China’s rapidly ageing population is leaving authorities struggling to boost the nation’s birth rate, searching for ways to reverse the decline.
Now for the first time, one city is offering couples cash to have babies in what may well become a trend across the nation.
The government of Panzhihua city in the far southwestern province of Sichuan announced on Wednesday it will give local families 500 yuan (around US$75) per baby every month if they have a second or third child, until the babies reach three years old, state-run Xinhua News Agency reported.
The city of 1.2 million, known for its steel industry, will also offer free childbirth services to mothers with local household registrations, and set up more nursery schools near workplaces.
Panzhihua city government’s childcare subsidies form part of a broad set of measures announced to attract badly needed talent into the workforce.
The city will also give cash bonuses to qualified top researchers, teachers, medical professionals and entrepreneurs who decide to settle there.
China’s new births plunged to their lowest in almost six decades last year amid the uncertainties of the Covid-19 pandemic.
This points to the prospect that the country’s population, currently at 1.41 billion, may begin to shrink before 2025, according to Bloomberg Economics’ estimates.
As China relaxes its child-bearing policies amid the declining birth rate, the country plans to promote tax deductions for child expenses for those under three, Xinhua reported last week.
Also, at the end of May, Beijing said it would allow married couples to have up to three children.
The previous limit was two children after Beijing ended its decades-long one-child policy in 2016 over concerns of an ageing population, but it didn’t lead to the necessary increase in births, due to the high costs of raising children in the country’s cities, Reuters reported.
Beijing earlier this month pledged to lower the cost of childbirth, parenting, and education by 2025.
The Chinese government is clearly alarmed.

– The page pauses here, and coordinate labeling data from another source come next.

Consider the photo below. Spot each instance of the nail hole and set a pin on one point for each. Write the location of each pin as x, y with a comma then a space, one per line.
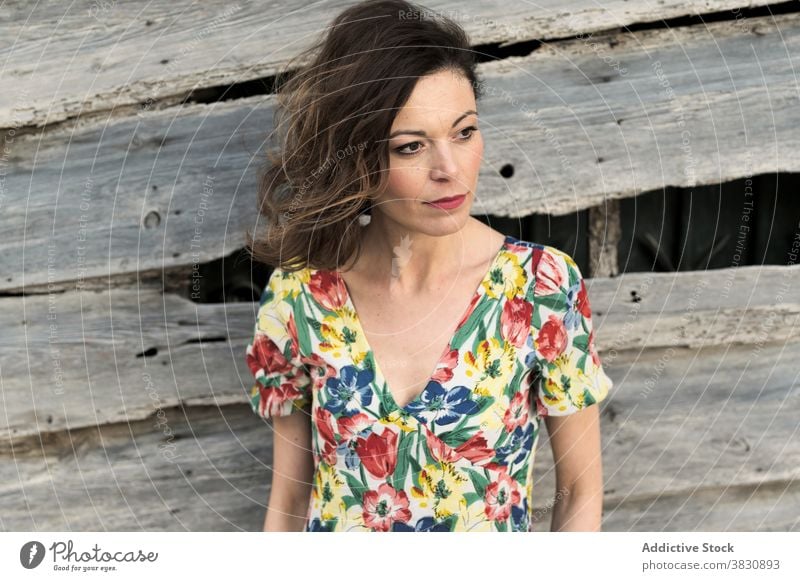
507, 170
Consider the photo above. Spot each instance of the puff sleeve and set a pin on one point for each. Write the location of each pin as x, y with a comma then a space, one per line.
282, 382
568, 371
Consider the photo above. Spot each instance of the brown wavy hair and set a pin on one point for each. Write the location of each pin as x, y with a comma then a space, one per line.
332, 119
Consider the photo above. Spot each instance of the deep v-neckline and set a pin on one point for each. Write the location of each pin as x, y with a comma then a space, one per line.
380, 378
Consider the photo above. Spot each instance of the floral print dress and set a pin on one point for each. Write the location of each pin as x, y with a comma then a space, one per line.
459, 456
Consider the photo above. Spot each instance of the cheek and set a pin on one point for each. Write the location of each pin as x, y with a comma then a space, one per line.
405, 183
472, 163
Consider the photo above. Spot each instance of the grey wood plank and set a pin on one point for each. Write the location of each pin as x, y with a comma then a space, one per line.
81, 358
91, 57
207, 469
177, 186
769, 507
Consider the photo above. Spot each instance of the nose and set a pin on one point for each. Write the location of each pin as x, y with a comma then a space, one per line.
443, 163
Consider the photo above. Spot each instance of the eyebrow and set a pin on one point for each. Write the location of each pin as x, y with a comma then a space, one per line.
423, 134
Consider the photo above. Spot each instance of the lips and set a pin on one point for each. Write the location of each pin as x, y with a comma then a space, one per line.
448, 199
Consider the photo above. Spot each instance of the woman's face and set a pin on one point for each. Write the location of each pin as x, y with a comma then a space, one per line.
435, 151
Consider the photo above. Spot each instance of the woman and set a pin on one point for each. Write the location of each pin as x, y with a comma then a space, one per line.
406, 363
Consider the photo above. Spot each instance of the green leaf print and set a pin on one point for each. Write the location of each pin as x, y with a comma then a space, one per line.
455, 437
582, 342
316, 326
357, 487
536, 320
471, 498
475, 319
399, 476
350, 501
554, 302
302, 330
451, 521
479, 481
416, 469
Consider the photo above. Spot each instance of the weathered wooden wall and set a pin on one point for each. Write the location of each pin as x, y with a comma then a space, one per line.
125, 402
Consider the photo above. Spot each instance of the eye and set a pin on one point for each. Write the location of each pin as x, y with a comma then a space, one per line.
472, 129
402, 149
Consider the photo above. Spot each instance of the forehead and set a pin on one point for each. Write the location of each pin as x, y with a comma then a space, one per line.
437, 98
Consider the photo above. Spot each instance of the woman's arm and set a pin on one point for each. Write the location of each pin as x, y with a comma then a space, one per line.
293, 470
575, 440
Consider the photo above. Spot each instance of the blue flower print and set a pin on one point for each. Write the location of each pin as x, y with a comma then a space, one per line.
425, 524
351, 391
317, 526
519, 517
517, 447
572, 320
436, 404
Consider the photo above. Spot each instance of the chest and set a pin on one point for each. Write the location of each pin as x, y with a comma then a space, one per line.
410, 336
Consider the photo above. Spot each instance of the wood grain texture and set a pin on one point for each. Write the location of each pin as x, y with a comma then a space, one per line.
81, 358
176, 187
92, 57
713, 446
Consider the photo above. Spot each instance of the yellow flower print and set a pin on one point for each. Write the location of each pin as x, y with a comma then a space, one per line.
443, 486
491, 366
492, 418
288, 284
507, 277
340, 332
567, 258
567, 385
329, 488
473, 518
404, 421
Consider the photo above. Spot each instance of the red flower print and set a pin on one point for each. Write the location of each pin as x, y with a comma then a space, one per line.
517, 413
439, 450
292, 328
549, 276
327, 431
326, 425
516, 320
328, 289
272, 398
593, 349
582, 301
385, 506
552, 338
500, 496
476, 450
541, 410
378, 453
318, 369
264, 355
444, 372
351, 426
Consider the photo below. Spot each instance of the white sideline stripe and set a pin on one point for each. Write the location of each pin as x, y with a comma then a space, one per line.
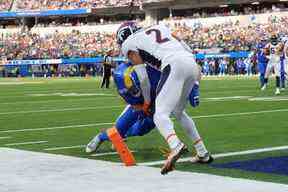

After decades of enforcing the one-child policy, the country is facing a rapidly ageing population, with fewer and fewer young workers available to keep the economy going.
Furthermore, the cultural preference for male children in China, combined with the one-child policy, has led to an enormous, and growing, gender imbalance.
Huge numbers of Chinese men can never hope to get married or have children, something that experts fear could increase social unrest in the country and lead to the kind of upheaval the ruling Communist Party is coming to dread.